Sin ponerme a contar los años uno a uno, diremos que hace unos trece acudí unos meses en verano a París para realizar parte de mi tesis doctoral aprovechando una beca de una entidad de ahorro. Ahora se estila mucho eso de las estancias en centros extranjeros, pero yo fui por mi cuenta, salvedad hecha de unas conversaciones con el gran Marc Fumarolli y pocas cosas más. Me instalé en un apartamento que no tenía ni siquiera un frigorífico, con un baño poco más grande que una cabina telefónica en una de las localidades periféricas de París, a una media hora en metro. Quizá otro día cuente más avatares. Pero hoy toca, sólo, hablar del Pompidou.

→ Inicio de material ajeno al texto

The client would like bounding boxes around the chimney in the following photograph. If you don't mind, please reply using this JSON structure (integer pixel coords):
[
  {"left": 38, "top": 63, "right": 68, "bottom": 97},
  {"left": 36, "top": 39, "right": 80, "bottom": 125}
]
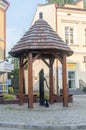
[{"left": 76, "top": 0, "right": 84, "bottom": 9}]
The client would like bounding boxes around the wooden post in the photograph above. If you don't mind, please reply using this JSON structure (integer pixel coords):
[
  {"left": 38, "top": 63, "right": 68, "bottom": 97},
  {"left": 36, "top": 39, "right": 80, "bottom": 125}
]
[
  {"left": 49, "top": 59, "right": 53, "bottom": 104},
  {"left": 28, "top": 53, "right": 33, "bottom": 108},
  {"left": 19, "top": 58, "right": 23, "bottom": 105},
  {"left": 62, "top": 55, "right": 68, "bottom": 107}
]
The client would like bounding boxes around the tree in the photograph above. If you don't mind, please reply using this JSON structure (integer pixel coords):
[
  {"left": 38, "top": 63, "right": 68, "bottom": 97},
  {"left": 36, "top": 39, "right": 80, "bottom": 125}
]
[{"left": 46, "top": 0, "right": 76, "bottom": 5}]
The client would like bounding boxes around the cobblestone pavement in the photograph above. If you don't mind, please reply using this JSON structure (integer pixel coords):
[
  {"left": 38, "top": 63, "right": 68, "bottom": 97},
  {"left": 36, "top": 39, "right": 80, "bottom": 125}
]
[{"left": 0, "top": 95, "right": 86, "bottom": 130}]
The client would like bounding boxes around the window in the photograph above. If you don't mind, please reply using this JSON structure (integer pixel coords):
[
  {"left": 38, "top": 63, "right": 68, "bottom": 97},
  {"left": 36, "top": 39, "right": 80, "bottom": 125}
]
[{"left": 65, "top": 27, "right": 74, "bottom": 44}]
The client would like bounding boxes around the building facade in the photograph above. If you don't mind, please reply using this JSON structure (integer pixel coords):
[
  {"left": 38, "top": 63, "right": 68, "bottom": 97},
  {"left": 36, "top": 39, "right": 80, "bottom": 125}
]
[
  {"left": 29, "top": 0, "right": 86, "bottom": 89},
  {"left": 0, "top": 0, "right": 9, "bottom": 82}
]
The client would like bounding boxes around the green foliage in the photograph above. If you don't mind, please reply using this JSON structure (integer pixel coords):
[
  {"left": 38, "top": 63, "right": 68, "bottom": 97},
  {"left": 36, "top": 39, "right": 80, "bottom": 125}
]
[
  {"left": 8, "top": 87, "right": 14, "bottom": 94},
  {"left": 3, "top": 93, "right": 14, "bottom": 99}
]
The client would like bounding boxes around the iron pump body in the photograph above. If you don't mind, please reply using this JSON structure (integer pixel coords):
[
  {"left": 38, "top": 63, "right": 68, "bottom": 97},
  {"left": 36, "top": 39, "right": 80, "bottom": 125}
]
[{"left": 39, "top": 69, "right": 45, "bottom": 106}]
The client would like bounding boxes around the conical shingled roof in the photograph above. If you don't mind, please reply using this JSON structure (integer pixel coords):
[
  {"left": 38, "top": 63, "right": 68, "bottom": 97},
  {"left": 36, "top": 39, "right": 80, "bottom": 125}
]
[{"left": 9, "top": 12, "right": 73, "bottom": 57}]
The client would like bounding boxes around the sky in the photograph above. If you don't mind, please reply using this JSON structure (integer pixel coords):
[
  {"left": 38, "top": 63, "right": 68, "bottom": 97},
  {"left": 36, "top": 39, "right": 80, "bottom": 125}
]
[{"left": 6, "top": 0, "right": 46, "bottom": 56}]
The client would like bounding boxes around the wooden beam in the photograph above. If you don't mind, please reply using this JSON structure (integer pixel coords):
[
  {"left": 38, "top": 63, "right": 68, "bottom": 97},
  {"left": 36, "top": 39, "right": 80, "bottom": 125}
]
[
  {"left": 19, "top": 58, "right": 23, "bottom": 105},
  {"left": 28, "top": 52, "right": 33, "bottom": 108},
  {"left": 62, "top": 55, "right": 68, "bottom": 107},
  {"left": 49, "top": 58, "right": 54, "bottom": 104},
  {"left": 33, "top": 53, "right": 41, "bottom": 62},
  {"left": 42, "top": 59, "right": 50, "bottom": 67}
]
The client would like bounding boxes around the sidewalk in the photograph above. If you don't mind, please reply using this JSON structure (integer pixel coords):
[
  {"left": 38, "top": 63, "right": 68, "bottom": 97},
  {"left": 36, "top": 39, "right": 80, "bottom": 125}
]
[{"left": 0, "top": 95, "right": 86, "bottom": 130}]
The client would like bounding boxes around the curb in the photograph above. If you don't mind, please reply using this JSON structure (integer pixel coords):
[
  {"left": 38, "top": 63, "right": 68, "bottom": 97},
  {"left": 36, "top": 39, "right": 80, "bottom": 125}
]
[{"left": 0, "top": 122, "right": 86, "bottom": 130}]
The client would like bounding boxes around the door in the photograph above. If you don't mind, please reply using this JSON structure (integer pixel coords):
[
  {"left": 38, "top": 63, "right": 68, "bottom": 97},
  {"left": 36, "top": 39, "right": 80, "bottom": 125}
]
[{"left": 68, "top": 71, "right": 75, "bottom": 88}]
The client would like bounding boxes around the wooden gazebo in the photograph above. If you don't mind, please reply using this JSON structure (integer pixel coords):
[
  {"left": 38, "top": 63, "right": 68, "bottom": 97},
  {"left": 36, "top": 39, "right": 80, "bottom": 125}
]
[{"left": 9, "top": 13, "right": 73, "bottom": 108}]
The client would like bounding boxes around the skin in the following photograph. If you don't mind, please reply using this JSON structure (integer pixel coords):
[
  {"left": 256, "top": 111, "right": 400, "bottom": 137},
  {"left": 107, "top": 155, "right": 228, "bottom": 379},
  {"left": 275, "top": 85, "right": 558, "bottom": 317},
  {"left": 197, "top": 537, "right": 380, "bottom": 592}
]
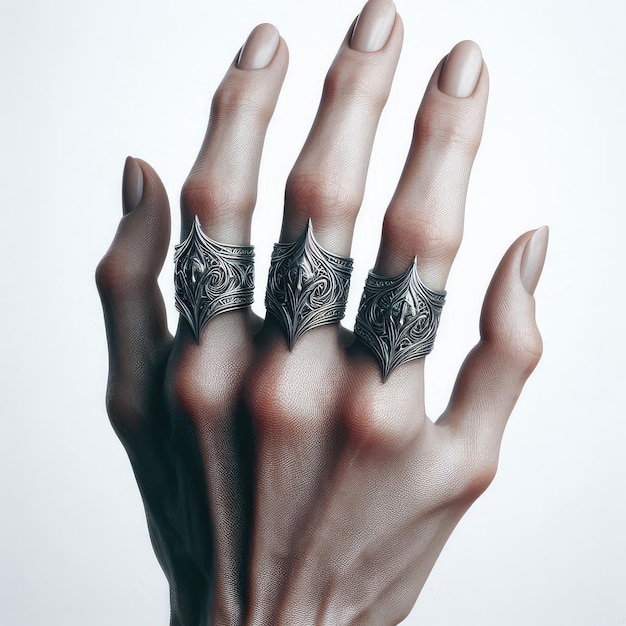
[{"left": 96, "top": 0, "right": 547, "bottom": 626}]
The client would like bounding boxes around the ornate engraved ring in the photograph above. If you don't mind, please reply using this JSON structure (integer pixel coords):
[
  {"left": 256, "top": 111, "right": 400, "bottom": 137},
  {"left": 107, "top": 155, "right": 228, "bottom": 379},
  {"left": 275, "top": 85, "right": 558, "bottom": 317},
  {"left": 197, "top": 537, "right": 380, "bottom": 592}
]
[
  {"left": 174, "top": 215, "right": 254, "bottom": 342},
  {"left": 265, "top": 220, "right": 352, "bottom": 348},
  {"left": 354, "top": 257, "right": 446, "bottom": 381}
]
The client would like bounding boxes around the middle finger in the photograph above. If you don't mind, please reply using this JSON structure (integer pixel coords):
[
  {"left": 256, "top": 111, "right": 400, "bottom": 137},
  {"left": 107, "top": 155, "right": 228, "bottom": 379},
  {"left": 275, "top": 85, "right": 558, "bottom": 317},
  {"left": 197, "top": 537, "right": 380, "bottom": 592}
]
[{"left": 281, "top": 0, "right": 403, "bottom": 256}]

Necesitaba para mis investigaciones recolectar mucho material sobre retórica, religión y oralidad en la Edad Media y la biblioteca del Centre Pompidou, por horarios, accesibilidad y material cumplía perfectamente mis expectativas. Allí hacía mis fichas, consultaba libros y trabajaba como un burro de diez a diez todos los días, a excepción de los martes, día de cierre. Otro día contaré más cosas. De dentro y de fuera. Hoy sólo hablaré de la chica del Pompidou.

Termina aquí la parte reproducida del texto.